Young Jim Pohlad says that the consecutive losing streak prior to this recent successes were "dark days", and that we won't see such sustained mediocrity under Terry Ryan. Reusse concludes his piece with this: "Staying consistently competitive. That's the goal here. If that leads to another run to the World Series, hallelujah, but avoiding a return to the dark days seems to carry equal importance with today's Twins."

So there's your $10,000 question: is it better to have stretches of lousy seasons and one or two that lead to a World Series berth, or merely not to fall below .500 over a long period of time? Perhaps I'm unique in my interest in baseball, but I'd rather have a World Series and then junk (though of course I wouldn't mind both, Yankee-style). So while I definitely want to see my team win, do I really care if they end up in second and third place years and years in a row? Not really.

Personally, I've not been as enamored of the Twins golden years as the rest of the world. To me, there have been two dazzling seasons in the past six years: 2001 and 2006. In '01, the year the Twins didn't make the playoffs, they had established themselves as an up and coming team after all those years of being plain lousy. Frankly, they were a spectacular entertainment that season. That season was filled with come-from-behind victories, the neck-and-neck rivalry with the Indians, and the Twins incredible fall in the second half. That's a hell of a ride. '06 was the same, except reversed. But the other Central Division Championships and their third place finish in '05? The years with virtually no competition (the White Sox were a poor rival, at best), or being completely outplayed ('05) and things wrapped up by early September... well, that's not much fun in my book.

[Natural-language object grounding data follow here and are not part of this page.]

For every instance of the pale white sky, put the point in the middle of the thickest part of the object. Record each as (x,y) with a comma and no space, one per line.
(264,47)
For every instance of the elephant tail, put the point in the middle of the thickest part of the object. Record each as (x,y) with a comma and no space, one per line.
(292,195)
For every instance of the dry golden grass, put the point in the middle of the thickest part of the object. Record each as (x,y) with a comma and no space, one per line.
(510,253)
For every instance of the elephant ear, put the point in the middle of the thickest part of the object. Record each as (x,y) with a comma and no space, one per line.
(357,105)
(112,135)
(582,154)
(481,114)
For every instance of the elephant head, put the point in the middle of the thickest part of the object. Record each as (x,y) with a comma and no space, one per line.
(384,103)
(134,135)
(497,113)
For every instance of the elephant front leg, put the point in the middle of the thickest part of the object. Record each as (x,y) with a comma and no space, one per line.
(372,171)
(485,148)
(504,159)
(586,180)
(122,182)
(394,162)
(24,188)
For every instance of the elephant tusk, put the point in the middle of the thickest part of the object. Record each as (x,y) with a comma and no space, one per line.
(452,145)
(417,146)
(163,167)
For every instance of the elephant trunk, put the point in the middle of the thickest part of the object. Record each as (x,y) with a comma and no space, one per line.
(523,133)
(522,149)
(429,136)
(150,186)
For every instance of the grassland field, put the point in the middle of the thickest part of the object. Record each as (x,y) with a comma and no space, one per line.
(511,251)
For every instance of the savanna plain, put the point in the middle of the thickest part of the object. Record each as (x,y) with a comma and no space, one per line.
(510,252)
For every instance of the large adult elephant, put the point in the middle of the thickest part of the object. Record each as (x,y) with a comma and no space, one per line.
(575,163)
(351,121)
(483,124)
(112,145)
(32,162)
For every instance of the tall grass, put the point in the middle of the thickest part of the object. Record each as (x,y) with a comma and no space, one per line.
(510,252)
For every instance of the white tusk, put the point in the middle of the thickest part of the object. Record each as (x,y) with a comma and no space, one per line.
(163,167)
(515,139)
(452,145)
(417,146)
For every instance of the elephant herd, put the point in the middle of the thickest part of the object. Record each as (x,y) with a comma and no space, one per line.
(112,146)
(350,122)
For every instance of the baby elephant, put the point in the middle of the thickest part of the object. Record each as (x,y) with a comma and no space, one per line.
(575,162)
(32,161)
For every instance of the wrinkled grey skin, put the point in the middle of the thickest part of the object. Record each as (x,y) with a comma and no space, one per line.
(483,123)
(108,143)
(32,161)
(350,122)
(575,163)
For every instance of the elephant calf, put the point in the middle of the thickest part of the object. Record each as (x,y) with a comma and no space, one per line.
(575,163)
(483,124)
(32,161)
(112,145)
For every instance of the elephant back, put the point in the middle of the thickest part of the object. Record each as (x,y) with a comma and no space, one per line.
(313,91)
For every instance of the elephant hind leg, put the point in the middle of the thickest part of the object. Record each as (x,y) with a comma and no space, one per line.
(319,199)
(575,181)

I look back at the 1987 Detroit Tigers as a great example of spending for the now. THe Tigers pulled the trigger that year, and were rewarded with a playoff berth, which meant a great deal more then, with only one round of playoffs, than today. Now it's been written that the Tigers trade of John Smoltz to the Braves for Doyle Alexander goes down as one of the worst in history. I find that to be an idiotic, coldhearted response. The Tigers would not have won anything in '87 without Alexander, and Smoltz alone would not have revived the Tigers fortunes in the 90s (and early '00s, however you say that). The Tigers gave up part of their future for 1987, a year that will live with Tigers fans their whole lives. I'd rather have '87 over years of moderate success in the 90s... if you could even ask Smoltz to shoulder that load, which I don't think you can.

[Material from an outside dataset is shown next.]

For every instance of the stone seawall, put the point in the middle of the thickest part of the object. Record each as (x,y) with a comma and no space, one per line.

So I find it somewhat alarming to hear our premiere sportswriter posit that the Twins management doesn't consider winning the World Series their primary goal. Ask yourself this question, Twins fans: if you could know that the Twins could trade for the player that would shoot them into the postseason this year, and perhaps take them to the Series, at the cost of five years of sub-.500 play, would you take it? Or put it another way: in twenty years are you going to be celebrating the division-champion Twins of the last few years? I know that trading for the right bats doesn't guarantee anything. Staying put, however, guarantees only mediocrity. Even if it's got a winning record.